Motori accesi, il sole sul deserto brucia tutto, pietre sabbia e desideri, e noi partiamo. La radio accompagna il nostro viaggio fantasma verso il nulla. La voce di Mark Lanegan esce dagli altoparlanti a scaldarci l’anima, come il sole del deserto, ad asciugarci, a dannarci di piacere. Siamo felici nella “Harvest Home” che apre le danze maledette di questo nuovo lavoro del re delle tenebre, “Phantom Radio”. I pneumatici scorrono sull’asfalto cocente, e dentro l’abitacolo è tempo di giudizio fatto di cruda chitarra acustica e voce suadente (“Judgement Time”). Il ritmo si fa più sostenuto e aumentano gli strumenti, man mano che il parabrezza diventa sempre più sporco di sabbia e insetti, la velocità aumenta e la frizione del vento secco si fa sentire, si susseguono in scorrevole maestosità “Floor To The Ocean”, “The Killing Season” e “Seventh Day”, divertimento e complicità lucifera: siamo già schiavi. Animali selvatici si avvicinano incuriositi al fiume grigio della carreggiata e fanno da testimoni celebranti del nostro passaggio musicale, mentre noi imperterriti ci trasformiamo in lupi assetati e affamati, passiamo in un rombare di motori e nulla ci può più fermare. “I’m The Wolf”, ci diciamo con Mark, guardando i nostri occhi riflessi nello specchietto retrovisore. I chilometri macinati sono già abbastanza per concederci un momento e guardarci intorno, fermarci e rallentare per ricordarci che anche i lupi hanno un cuore, a volte ferito e disperato nel senso più classicamente romantico del termine. La radio fantasma ci regala un fiore di rara bellezza, “Torn Red Heart”, dolce e suadente, nostalgica come può esserlo solo un tramonto nel deserto, con i suoi colori rossi da sipario in un palcoscenico di solitudine.
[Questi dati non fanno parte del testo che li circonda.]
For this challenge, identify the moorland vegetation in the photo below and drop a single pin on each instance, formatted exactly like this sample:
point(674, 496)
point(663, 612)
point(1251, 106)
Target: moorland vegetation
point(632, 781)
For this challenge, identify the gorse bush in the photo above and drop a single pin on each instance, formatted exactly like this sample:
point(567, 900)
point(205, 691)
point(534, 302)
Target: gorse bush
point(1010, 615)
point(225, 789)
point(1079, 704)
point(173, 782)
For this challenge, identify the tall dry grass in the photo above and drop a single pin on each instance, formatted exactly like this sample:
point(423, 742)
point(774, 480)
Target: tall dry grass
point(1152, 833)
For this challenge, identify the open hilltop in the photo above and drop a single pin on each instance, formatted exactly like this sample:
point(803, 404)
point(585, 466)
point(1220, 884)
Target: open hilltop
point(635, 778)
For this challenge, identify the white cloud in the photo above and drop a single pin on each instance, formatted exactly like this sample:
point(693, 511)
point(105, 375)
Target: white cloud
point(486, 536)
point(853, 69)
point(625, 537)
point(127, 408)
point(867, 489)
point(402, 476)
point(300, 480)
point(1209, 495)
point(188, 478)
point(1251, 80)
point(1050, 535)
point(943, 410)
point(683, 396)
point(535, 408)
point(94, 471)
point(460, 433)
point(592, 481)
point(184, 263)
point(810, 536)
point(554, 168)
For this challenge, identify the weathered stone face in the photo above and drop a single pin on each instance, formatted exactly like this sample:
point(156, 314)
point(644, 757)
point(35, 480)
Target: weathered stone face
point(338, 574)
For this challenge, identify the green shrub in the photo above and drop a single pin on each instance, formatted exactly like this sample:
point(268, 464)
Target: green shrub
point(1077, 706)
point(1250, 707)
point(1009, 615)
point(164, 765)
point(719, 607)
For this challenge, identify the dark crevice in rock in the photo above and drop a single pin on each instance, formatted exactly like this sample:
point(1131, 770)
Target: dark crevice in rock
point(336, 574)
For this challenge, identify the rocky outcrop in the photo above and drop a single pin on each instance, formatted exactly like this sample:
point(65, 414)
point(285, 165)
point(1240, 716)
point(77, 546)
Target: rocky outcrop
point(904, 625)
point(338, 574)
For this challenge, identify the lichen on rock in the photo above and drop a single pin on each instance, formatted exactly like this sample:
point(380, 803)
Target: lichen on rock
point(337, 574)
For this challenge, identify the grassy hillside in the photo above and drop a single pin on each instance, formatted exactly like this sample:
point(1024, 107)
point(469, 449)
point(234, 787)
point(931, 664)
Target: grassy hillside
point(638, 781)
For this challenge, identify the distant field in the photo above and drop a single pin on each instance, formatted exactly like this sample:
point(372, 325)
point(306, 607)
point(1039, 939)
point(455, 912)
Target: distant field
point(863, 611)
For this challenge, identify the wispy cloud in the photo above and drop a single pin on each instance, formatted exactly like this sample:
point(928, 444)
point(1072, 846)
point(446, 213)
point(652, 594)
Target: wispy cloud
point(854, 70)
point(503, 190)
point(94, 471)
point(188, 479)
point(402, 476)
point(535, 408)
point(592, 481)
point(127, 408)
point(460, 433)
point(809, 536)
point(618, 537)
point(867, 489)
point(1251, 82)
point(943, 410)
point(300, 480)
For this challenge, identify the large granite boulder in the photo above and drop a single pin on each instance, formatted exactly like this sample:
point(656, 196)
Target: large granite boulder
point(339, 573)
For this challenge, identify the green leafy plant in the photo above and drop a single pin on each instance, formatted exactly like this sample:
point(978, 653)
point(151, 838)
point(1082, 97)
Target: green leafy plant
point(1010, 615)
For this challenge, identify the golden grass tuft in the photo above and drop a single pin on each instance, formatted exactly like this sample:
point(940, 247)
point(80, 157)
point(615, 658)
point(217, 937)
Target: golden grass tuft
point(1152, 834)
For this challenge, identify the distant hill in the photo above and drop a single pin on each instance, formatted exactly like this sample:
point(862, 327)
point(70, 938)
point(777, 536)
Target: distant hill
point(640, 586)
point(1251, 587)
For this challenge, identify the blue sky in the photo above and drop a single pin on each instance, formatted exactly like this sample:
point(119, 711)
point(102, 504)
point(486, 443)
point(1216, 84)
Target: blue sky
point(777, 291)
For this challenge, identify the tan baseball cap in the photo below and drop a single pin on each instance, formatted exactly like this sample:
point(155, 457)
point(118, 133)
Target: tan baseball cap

La benzina è ancora tanta come la nostra voglia di musica. Il sole è calato, il cielo è freddo e impietoso come può esserlo solo nel deserto, spietato ma passionale. Le stelle sono presenti e luminose e controllano immobili il nostro passaggio sotto il tetto blu scuro e ci facciamo avvolgere dal cantato di “Waltzin In Blue”, un gospel che riscalda l’abitacolo, mentre fuori la temperatura precipita in un paesaggio sconfinato orfano del Dio Sole. Solo le persone selvagge possono attraversare questi sentieri, l’atmosfera si scarnifica ancora in “The Wild People” fin quasi a ritrovare il Mark Lanegan degli esordi solisti di “The Winding Sheet”, una litania che ipnotizza e mette di fronte al proprio ego più profondo e nascosto, ai peccati inconfessabili che si credevano dimenticati. L’alba e i suoi colori che contrastano le tenebre rinvigoriscono il nostro spirito e chiudiamo il viaggio con un ghigno demoniaco, una corsa verso la meta ideale, “Dead Trip To Tulsa”, un’ennesima esplosione di strumenti ad accompagnare l’acidità corrosiva ma irresistibile della voce di Lanegan.
Il viaggio è concluso, il motore si spegne, la radio tace. Un ennesimo regalo di Mark Lanegan a chi ama la musica. Se vogliamo trovare un punto debole, “Phantom Radio” risulta meno ispirato nei singoli episodi, ma solo se paragonato al resto della carriera solista o agli altri due lavori sotto il marchio “Mark Lanegan Band”, soprattutto nel caso di “Bubblegum”. Il risultato nella sua totalità è in ogni caso un’esperienza irresistibile e talmente piacevole da portare ad un ascolto ripetuto e compulsivo. Non smettere mai Mark Lanegan. Riaccendiamo il motore, inversione a U, “Phantom Radio”, prima traccia. Si riparte.